Ever since having written my graduation thesis on Yu Kilchun (1856–1914), who was accepted as a student at Keiō Gijuku by Fukuzawa and became the first Korean to study in Japan in modern times, I have been studying reformists in modern Korea, who were known as the Enlightenment faction. In my capacity as a specialist in modern Korean history, in this book I classify and analyze Fukuzawa’s writings about Korea until his final years, including some not included in his complete works, and I do so on the basis of a periodization that broadly divides the “situational structure” in East Asia at the time into four periods.

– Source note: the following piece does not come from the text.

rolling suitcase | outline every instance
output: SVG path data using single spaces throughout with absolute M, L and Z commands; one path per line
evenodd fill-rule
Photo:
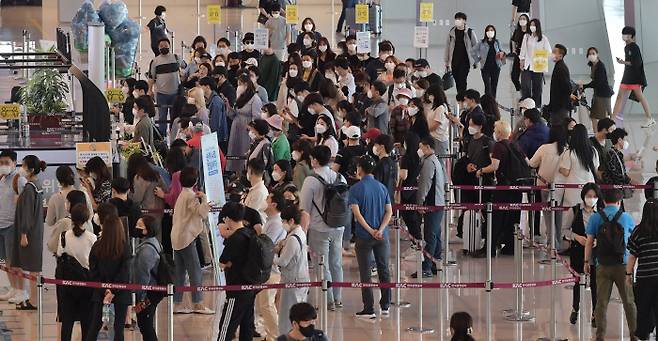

In particular, by paying special attention to moves on the Korean side by, for example, the Enlightenment faction with whom Fukuzawa had close connections, I have, I believe, been able to present an assessment different from past assessments regarding his views on Korea that have been considered “problematic,” such as, in addition to “On Leaving Asia,” “Congratulating the Korean People on the Downfall of Their Country” (13 August 1885) and “The War between Japan and China Is a War between Civilization and Barbarism” (29 July 1894).
 
The “situational structure” of East Asia that continued for more than a hundred years after the Sino-Japanese War, which Fukuzawa described as a war between civilization and barbarism, is now undergoing major changes. Although this book does not directly discuss international relations in present-day East Asia, Japan-Korea relations at the time of Fukuzawa, when the Sinocentric world was experiencing enormous change, may provide a perspective for relativizing in historical terms relations between present-day Japan and its neighbours. Of course, in order to truly close in on the “situational structure” as understood by Fukuzawa, it will be necessary to undertake further evidential research based on historical sources, dealing, for example, with Fukuzawa’s network in regard to Korea and the information that he obtained from it. This is a task for the future.